In case you never thought of "National Book Awards" and "Are you ready to rumble?" simultaneously...

I'm not exactly on the edge of my seat to know which middle-aged white man will win this year's National Book Award tonight, but I do wish I'd been at the National Book Award finalist reading last night when (according to Critical Mass) "extra-textual political reverberations turned into fire-works." Or at least as fiery as the works ever get at a prestigious-to-the-point-of-sphincter-Olympics events like this.

Former U.S. poet laureate Robert Hass kicked things off by commenting on how odd it was to have such an event without any mention of "this war," and how demoralized he was by living in a country where discussion means a "gingerly conversation about whether we should or should not torture our enemies." It wasn't completely off-topic question, given that the uncle of Edwidge Danticat -- the subject of her NBA finalist, "Brother, I'm Dying," -- died in the hands of the Department of Homeland Security due to the treatment he received upon entering the U.S. from Haiti seeking a political asylum visa. (It's worth noting this potential terrorist was a man in his 80s with a tracheotomy).

Hass' remarks earned applause, but also a follow-up from the next reader, Christopher Hitchens, who was "appalled" that this night could go on without mention of "our victory over the forces of Al Qaeda in Mesopotamia," (an oddly retro-Biblical word for someone arguing against religion, but hey) which caused immediate boos and then hisses. "Do you know how you sound?" Hitchens asked the crowd when it increased. "It is the sound of mediocrity."


Um...ouch? Sorry, Hitch, I've seen guys smacked down smarter than that by my little ballerina daughter.

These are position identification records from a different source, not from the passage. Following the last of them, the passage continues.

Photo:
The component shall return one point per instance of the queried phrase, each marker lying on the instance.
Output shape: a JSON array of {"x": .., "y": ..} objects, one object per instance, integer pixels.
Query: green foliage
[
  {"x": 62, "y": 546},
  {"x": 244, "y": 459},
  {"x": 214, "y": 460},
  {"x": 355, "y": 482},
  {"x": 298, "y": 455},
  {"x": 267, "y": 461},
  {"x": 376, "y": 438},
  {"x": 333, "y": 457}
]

My longtime crush, Sherman Alexie, got in the best shot of the evening, saying about the audience hissing: "It always sounds to me like the sound of white liberal dreams escaping."

Comments

Anonymous said…
John Freeman writes: "(It's worth noting this potential terrorist was a man in his 80s with a tracheotomy)" I think it's shameful what U.S. Customs and Border Security did to Edwidge Danticat's Uncle Joseph, however, he was not held on suspicion of terrorism, and John Freeman knows that.